Bridge Over Smelly Water


When does going home ever start to feel like coming home? Is it when you open the door to your childhood house after a long absence? Is it when you see old friends, visit old haunts, do all the things that you once did before? Only now, you're older, and life has churned and shifted into a new suspension... Or can you never recapture that feeling, the settled, quiescent placation in your head that you are, indeed, where you should be? But then again, do you need such feelings at all?

Those are some questions I've been asking myself now that I've been immersed in the strange ten-day haze that is my proper summer vacation. Over the past week (and for the next three days), I've seen old friends with sometimes unrecognizable new lives, done a few things I did back in high school but... like, anachronistically (gone movie-hopping in our theatre in the middle of noon on a monday, bubble tea in the middle of the night, Starbucks and just driving around with Catherine.. but we're old, and feeding bad shopping habits in a ghost town shopping mall).
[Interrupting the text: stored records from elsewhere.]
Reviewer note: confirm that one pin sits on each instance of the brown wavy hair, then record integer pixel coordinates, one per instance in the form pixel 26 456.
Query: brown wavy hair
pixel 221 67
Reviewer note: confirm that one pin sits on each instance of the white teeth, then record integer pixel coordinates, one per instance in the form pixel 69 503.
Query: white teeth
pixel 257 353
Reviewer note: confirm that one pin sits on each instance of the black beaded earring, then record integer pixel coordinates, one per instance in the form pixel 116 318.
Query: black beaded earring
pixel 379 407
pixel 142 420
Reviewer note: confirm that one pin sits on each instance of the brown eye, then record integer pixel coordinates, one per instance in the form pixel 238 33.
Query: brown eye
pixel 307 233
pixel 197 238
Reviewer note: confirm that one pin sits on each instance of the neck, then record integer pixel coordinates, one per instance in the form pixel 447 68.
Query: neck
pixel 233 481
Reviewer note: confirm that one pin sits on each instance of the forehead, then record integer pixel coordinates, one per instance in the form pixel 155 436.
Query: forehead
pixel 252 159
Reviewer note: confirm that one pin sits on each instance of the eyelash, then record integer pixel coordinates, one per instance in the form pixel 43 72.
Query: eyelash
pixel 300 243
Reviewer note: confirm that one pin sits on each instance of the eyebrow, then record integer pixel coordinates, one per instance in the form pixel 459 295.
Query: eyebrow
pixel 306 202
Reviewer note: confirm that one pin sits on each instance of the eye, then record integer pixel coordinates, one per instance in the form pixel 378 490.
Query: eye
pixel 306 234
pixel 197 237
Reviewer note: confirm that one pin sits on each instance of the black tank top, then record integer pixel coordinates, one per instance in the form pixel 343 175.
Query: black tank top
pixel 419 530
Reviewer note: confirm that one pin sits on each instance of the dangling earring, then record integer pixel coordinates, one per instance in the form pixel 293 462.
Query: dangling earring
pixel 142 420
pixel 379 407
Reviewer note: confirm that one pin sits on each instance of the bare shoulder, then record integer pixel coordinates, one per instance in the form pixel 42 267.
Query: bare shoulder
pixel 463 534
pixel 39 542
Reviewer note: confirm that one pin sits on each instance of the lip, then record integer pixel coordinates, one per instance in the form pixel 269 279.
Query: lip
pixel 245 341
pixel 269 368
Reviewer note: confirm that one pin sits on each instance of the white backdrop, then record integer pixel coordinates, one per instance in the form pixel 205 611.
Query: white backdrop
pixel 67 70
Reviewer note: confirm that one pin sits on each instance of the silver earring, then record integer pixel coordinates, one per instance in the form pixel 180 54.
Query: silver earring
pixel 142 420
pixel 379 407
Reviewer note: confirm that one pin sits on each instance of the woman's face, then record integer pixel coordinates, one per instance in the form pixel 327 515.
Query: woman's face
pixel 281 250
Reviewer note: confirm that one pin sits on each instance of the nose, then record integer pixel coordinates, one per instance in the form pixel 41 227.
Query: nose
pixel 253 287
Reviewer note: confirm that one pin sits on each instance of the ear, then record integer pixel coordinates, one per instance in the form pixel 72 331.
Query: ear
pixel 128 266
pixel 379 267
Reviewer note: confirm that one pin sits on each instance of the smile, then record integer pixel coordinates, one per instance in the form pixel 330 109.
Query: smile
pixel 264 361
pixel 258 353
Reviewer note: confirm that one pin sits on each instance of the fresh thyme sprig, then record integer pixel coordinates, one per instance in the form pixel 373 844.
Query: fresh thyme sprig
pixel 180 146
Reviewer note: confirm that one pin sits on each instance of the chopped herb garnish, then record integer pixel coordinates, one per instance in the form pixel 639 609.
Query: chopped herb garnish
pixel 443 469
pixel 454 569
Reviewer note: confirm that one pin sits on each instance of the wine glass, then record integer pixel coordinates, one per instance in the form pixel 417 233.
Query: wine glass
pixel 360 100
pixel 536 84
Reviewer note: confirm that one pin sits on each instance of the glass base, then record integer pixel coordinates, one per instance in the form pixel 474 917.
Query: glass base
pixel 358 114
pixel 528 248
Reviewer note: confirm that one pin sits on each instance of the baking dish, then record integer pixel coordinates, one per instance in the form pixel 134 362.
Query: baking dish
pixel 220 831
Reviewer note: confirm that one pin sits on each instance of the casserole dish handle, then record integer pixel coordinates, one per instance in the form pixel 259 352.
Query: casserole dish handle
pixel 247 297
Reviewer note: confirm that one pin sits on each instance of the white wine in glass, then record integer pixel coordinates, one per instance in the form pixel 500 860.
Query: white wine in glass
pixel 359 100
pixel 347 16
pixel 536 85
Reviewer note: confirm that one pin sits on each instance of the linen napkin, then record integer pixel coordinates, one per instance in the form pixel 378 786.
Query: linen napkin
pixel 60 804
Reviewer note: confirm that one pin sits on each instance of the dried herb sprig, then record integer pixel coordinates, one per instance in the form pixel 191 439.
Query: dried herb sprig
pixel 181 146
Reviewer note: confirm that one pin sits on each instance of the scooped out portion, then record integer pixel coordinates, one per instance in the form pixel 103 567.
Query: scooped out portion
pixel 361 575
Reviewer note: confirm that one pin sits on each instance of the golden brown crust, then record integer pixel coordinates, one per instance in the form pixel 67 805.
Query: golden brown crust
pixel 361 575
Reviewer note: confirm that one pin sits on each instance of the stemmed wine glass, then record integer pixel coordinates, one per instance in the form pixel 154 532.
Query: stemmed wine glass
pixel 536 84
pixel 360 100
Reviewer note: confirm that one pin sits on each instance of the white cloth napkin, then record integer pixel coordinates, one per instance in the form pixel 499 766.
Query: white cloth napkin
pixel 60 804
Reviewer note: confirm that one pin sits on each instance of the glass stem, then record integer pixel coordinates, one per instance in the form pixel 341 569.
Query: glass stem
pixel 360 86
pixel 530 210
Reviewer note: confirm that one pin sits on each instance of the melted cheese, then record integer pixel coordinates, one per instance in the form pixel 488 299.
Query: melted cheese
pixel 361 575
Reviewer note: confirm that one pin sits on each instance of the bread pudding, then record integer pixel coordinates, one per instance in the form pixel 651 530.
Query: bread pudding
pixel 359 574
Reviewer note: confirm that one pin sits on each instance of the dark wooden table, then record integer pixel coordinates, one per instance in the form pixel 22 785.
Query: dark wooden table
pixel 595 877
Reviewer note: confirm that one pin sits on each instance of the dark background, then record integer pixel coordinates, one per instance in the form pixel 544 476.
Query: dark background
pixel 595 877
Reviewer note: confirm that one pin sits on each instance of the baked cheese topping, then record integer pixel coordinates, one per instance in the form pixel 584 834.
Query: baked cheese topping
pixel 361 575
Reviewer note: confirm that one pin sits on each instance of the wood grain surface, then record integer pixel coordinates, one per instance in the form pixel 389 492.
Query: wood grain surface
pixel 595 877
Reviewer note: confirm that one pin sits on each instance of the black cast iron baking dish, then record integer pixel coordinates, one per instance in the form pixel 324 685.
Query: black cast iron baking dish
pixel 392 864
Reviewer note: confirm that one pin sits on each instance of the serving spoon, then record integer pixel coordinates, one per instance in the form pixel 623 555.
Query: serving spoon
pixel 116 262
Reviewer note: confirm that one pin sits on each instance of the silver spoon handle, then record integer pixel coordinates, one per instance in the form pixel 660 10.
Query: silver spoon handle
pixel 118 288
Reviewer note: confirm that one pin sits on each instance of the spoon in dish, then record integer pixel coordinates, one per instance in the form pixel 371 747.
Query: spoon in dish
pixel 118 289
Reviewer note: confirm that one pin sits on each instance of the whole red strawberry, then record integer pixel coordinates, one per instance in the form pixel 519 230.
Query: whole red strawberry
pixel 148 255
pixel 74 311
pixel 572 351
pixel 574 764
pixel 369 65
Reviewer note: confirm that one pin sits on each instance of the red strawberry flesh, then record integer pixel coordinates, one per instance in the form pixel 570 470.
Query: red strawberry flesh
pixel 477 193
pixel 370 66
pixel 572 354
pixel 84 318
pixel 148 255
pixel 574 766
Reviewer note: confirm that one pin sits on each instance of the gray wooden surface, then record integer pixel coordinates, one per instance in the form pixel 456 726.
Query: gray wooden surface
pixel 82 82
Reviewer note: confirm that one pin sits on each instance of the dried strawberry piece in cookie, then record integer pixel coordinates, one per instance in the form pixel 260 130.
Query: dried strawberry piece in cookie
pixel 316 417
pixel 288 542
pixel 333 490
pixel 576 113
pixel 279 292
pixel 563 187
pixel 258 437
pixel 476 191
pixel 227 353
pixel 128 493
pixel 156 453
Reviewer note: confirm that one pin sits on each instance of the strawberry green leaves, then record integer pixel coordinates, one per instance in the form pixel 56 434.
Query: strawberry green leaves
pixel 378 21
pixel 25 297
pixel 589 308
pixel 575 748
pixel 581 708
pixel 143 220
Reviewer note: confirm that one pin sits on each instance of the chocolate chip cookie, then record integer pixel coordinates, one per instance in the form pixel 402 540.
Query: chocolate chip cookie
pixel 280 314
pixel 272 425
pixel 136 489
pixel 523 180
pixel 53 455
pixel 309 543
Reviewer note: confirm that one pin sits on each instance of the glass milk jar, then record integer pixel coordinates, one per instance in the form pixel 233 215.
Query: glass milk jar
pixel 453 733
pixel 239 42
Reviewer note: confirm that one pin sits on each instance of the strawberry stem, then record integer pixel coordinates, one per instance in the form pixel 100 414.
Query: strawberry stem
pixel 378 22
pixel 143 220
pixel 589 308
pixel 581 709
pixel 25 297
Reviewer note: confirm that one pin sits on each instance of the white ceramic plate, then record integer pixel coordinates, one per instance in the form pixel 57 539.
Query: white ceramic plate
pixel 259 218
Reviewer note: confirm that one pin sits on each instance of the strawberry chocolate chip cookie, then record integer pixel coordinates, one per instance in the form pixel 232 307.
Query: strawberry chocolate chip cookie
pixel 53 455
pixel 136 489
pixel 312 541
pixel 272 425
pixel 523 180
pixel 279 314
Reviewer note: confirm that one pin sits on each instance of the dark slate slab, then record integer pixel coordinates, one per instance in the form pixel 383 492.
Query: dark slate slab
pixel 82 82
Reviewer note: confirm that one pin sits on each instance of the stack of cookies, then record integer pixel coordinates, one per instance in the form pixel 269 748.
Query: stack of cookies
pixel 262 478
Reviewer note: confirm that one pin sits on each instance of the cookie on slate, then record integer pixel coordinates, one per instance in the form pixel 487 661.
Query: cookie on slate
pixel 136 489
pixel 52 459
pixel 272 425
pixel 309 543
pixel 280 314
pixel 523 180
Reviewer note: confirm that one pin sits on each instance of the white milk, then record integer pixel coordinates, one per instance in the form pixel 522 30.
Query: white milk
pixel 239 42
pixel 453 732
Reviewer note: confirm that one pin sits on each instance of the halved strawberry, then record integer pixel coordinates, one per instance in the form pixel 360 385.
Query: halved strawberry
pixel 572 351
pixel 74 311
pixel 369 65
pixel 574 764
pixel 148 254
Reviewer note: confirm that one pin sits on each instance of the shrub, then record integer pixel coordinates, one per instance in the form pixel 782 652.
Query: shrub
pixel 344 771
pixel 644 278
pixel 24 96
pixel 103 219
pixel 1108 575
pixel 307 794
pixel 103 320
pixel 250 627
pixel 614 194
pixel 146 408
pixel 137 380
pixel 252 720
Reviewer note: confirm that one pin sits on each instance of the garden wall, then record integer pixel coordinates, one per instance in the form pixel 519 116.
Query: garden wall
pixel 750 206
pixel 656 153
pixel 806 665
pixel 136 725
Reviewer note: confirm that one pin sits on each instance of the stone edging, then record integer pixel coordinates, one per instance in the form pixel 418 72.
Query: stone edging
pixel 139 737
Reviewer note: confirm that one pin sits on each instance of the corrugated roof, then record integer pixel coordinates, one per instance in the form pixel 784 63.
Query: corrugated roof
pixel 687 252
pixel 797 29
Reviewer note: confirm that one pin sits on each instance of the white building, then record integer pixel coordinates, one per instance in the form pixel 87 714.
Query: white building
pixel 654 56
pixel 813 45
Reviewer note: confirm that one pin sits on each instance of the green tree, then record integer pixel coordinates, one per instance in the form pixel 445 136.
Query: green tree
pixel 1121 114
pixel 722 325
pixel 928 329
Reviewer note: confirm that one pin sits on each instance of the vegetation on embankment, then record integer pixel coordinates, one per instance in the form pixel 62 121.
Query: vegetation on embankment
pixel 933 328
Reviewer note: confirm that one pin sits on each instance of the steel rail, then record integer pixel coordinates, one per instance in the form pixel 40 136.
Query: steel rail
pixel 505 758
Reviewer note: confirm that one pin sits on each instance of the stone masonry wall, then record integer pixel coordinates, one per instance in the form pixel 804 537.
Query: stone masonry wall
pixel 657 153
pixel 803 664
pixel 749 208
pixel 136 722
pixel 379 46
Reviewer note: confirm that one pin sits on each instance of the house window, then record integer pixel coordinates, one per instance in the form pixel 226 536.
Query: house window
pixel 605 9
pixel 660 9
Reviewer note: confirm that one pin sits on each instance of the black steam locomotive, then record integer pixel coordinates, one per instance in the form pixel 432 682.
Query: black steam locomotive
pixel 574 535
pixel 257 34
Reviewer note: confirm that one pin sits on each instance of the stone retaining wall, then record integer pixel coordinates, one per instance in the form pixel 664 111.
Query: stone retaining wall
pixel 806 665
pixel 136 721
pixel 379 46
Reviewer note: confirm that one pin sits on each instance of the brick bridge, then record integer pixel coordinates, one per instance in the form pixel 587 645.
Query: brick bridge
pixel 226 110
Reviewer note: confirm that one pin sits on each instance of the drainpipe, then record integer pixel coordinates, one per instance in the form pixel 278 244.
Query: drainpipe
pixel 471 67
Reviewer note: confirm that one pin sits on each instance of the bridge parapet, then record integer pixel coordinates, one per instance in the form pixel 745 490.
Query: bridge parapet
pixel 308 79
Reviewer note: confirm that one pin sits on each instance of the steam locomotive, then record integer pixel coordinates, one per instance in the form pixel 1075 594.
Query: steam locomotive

Is May the month where homecoming college kids quietly take over the town, re-immersing themselves into a suburbia that knocks the wind right out of their sails? By June, we're on to greener pastures.

Babbling aside, there's a bridge down the street from where I live that connects our neighborhood to a "sister" neighborhood. I call it a bridge because fences flanked the passageway, and technically it crossed over a huge cylindrical sewer pipe containing a little creek. Both sides of the bridge used to be swathed in trees and in my middle school days, I'd jump the wobbly plastic fence and venture down through the woods to visit the little creek and breathe in the smell of... well, sewage. It was pretty gross, actually. During my last year of high school, the huge pipe broke and the road caved in. For a while there was a huge sinkhole, but this time when I came back, they rebuilt everything and removed all the trees surrounding the creek, leaving this picturesque little clearing. Perfect to take pictures in!



I got a little bit of street style (or, um, off-road style HAHAHAHA) with Catherine. I really loved her top, the lace detailing was incredibly intricate and I thought the see-through lace was flirty and mysterious. But it wasn't cheap boring lace patterns like I've sometimes seen (and quickly discarded). Really awesome patterns. She also had these awesome, thrifted kitten heels that kind of kept sinking into the dirt, so that was bad, though the heels themselves were cute and otherwise practical. We took a few photos and ran before the mosquitoes could come out in full force and feast upon our flesh.

To orient you, this is Catherine mid-twirl. LOOK AT THAT LACE DETAILING.
I didn't notice until I edited these photos, but Catherine is really pale (not a bad thing! most Asians consider this a compliment...=_=) Add to that the fact that these photos were a little bit over-exposed, she was practically glowing. In a pulsating light from within kind of way. 



Here, we have Catherine in her natural habitat. As we can tell, she is rather unperturbed by the camera's presence. She seems to be freaking a leaf.